You'll be sorry you asked, Warran, but I'll take that post as a stopper-remover.
Floating the mash has rocked my brewing world and it is making great inroads into the English style brewers in the IBUs at the moment.
Most of us AGers here in Aus learnt to brew from the US guys that started before us and they learnt from the mostly German brewers of the USA. If not German themselves, the early US commercial brewers learnt from German brew masters. Their style is to crush the grain to a powder in order to "access all the starch" during the mash, but this leads to a sticky gluggy mash with the starch at the bottom and the husks at the top. Hence the rakes in German and many US mash tuns. Keeps the enzymes moving so that they can contact as much of the starch as possible and stop the bed from setting, which makes lautering a PITA.

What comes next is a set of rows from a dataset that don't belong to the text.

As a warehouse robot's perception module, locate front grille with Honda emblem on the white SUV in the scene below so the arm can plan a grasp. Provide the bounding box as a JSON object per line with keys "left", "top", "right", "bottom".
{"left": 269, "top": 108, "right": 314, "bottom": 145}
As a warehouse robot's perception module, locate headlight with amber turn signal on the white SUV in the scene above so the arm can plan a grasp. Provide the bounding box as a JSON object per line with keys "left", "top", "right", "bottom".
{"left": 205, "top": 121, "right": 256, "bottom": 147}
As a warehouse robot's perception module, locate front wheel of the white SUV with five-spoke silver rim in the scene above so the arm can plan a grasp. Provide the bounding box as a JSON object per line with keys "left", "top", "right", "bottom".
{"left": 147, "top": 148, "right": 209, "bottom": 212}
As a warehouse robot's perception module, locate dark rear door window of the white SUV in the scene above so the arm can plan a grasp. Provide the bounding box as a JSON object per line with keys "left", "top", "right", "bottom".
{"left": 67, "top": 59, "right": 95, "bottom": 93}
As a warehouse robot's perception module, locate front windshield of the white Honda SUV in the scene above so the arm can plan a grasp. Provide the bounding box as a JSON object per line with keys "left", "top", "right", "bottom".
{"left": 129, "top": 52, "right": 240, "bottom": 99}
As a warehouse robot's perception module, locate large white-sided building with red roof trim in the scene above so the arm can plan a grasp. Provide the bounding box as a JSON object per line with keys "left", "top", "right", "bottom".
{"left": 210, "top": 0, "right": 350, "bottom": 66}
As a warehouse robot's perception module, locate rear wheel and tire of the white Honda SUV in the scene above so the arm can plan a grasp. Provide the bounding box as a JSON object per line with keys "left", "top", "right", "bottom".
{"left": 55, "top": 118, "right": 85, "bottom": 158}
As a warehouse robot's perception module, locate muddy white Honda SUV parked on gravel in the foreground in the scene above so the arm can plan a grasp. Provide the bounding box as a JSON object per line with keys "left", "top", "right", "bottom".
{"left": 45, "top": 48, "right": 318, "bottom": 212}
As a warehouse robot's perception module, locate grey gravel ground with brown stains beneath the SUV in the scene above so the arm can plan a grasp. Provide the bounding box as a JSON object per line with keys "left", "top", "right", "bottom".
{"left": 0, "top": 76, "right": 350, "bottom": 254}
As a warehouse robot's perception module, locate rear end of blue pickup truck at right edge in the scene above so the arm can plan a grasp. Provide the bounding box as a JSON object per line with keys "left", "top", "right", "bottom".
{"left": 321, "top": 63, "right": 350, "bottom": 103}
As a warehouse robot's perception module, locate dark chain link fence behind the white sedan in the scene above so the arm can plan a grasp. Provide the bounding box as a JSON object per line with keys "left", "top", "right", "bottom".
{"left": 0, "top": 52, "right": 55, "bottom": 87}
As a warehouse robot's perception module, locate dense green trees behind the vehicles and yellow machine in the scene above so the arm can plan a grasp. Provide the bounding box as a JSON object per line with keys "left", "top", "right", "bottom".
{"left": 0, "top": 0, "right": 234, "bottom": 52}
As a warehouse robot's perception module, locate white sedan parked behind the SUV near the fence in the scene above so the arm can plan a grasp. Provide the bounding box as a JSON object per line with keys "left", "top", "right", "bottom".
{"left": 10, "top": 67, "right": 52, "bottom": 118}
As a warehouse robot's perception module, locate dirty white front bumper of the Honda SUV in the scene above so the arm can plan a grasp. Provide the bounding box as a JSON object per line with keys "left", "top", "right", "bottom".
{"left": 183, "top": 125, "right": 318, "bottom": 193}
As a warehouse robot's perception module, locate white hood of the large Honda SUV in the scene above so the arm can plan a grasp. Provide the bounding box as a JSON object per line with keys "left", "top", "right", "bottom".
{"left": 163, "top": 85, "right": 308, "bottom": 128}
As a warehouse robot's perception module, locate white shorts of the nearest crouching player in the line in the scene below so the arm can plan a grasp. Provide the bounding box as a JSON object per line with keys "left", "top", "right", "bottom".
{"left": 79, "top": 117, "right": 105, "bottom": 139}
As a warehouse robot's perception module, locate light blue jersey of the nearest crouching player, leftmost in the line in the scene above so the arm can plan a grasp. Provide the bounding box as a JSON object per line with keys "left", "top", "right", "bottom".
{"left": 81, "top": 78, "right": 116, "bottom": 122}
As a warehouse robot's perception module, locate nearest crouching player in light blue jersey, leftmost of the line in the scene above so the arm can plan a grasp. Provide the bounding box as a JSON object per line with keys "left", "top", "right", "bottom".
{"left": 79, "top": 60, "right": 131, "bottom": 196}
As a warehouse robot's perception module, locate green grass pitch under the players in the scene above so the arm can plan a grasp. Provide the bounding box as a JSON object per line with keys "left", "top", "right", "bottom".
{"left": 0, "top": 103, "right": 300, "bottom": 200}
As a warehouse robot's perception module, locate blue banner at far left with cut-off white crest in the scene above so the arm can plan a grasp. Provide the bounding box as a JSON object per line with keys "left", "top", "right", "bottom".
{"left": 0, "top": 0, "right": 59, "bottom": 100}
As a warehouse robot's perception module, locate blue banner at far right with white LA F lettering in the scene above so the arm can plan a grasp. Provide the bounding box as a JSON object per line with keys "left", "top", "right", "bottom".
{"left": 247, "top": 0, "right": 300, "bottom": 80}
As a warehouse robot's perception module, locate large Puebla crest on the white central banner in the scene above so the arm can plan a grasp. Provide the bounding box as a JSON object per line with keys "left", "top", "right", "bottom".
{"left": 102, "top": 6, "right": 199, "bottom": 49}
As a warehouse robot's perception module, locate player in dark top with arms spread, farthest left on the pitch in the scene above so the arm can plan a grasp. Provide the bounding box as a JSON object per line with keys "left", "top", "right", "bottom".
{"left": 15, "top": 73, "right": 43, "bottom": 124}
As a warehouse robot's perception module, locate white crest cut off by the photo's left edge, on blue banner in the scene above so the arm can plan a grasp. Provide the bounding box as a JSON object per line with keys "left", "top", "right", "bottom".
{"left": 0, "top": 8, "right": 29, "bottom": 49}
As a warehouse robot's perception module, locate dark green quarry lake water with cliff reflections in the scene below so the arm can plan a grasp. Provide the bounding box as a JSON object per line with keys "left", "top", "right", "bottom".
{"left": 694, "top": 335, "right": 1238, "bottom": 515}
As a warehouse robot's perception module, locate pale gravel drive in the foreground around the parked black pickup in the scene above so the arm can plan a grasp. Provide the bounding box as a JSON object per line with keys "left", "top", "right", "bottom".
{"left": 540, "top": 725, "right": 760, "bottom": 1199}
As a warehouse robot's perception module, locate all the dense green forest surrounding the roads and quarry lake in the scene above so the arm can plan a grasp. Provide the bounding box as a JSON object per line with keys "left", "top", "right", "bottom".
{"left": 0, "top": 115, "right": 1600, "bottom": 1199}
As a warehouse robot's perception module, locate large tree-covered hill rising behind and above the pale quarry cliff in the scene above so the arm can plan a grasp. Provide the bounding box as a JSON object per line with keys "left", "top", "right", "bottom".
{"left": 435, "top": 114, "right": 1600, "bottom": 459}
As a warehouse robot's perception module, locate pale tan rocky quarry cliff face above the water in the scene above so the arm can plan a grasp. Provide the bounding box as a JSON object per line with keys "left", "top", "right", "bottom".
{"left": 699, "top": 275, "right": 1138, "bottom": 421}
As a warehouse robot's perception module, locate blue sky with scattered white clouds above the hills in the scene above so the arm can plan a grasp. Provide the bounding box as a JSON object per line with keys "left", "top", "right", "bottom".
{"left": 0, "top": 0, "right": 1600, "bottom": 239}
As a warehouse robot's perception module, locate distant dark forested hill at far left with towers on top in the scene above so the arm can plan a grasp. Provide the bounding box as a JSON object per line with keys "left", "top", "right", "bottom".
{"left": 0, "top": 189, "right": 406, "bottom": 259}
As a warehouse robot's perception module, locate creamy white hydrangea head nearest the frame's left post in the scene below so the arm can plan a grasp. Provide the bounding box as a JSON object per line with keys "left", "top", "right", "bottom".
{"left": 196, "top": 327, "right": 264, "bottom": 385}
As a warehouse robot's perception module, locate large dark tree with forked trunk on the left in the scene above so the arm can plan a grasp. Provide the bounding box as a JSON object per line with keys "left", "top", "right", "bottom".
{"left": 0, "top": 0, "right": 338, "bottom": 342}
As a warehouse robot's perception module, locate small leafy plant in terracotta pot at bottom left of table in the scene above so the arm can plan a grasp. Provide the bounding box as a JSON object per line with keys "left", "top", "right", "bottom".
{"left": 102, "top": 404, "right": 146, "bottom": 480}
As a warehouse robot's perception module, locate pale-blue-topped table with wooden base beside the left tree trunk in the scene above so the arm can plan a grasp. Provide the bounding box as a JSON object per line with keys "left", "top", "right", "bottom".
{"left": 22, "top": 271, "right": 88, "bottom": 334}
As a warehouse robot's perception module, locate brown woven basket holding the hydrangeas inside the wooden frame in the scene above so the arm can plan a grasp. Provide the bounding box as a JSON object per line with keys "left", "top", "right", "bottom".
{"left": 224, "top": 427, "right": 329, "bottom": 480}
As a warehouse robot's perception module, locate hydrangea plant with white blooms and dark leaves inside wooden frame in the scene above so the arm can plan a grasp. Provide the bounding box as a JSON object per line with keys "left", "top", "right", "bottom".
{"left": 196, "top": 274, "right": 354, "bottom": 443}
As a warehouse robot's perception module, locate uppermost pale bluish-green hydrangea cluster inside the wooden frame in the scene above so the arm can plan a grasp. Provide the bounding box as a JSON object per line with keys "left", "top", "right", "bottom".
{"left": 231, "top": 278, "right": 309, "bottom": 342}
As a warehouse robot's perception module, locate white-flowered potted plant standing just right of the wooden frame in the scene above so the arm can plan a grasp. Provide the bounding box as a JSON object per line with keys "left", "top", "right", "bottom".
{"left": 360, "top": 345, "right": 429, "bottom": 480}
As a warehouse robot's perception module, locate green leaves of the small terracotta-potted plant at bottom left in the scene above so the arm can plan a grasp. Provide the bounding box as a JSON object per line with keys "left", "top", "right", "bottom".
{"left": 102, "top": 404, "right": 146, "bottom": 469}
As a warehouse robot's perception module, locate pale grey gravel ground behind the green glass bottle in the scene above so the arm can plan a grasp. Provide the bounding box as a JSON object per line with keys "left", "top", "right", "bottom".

With a mash like that, what you end up having to do, to make the grain bed turn into a filter is recirculate the starchy, enzymy mash thru the husks until they stop the cloudiness and protein from finding its way into the kettle. Even after a recirculation, you still get some of the starch and protein into the kettle, giving hazes and whatnot.
With a floating mash, as I said in the What are you brewing II thread, you don't crush the husk, you don't break the husk-testa interface and you leave the airy protein matrix largely intact, which gives the benefit of allowing even hydration of the grain. This leaves the enzymes where they are: in contact with the starches and gets them all wet and ready for work, like they would be in a germinating seed. Conversion is awesome. As there is no powdered starch, the protein is contained in its matrix in the endosperm, runoff is immediately bright. My last batch needed less than a litre to be recirculated, more like a pint, and that was just to get a few arcospires back onto the grain bed.
Thems your benefits: clean bright runoff, bugger all recirculation and excellent conversion. Downside is that you need to fly sparge and do so slowly to leave the mash floating and to allow the sparge water to penetrate the grain to extract the sugars.
As I alluded to above, some grains are better for this than others. MO is made for the floating mash, because that's the way English brewers mash. Or maybe English brewers float their mash because that's the way their grain is malted, I don't know. I have made mixed results with Aussie malts. Some batches float well, other's not so well.
I could go on about hop additions, the German (and American) style of Bittering (full boil) + Flavour (part boil) + Aroma (short boil or flameout) vs the English whirlpool or hopback methods, but that's a whole nuther can of worms.
There is a bit of interest about this method and scarce information about it on the web, so I'll start a thread on it later on and get some input from /// who showed me the magic floaty mash.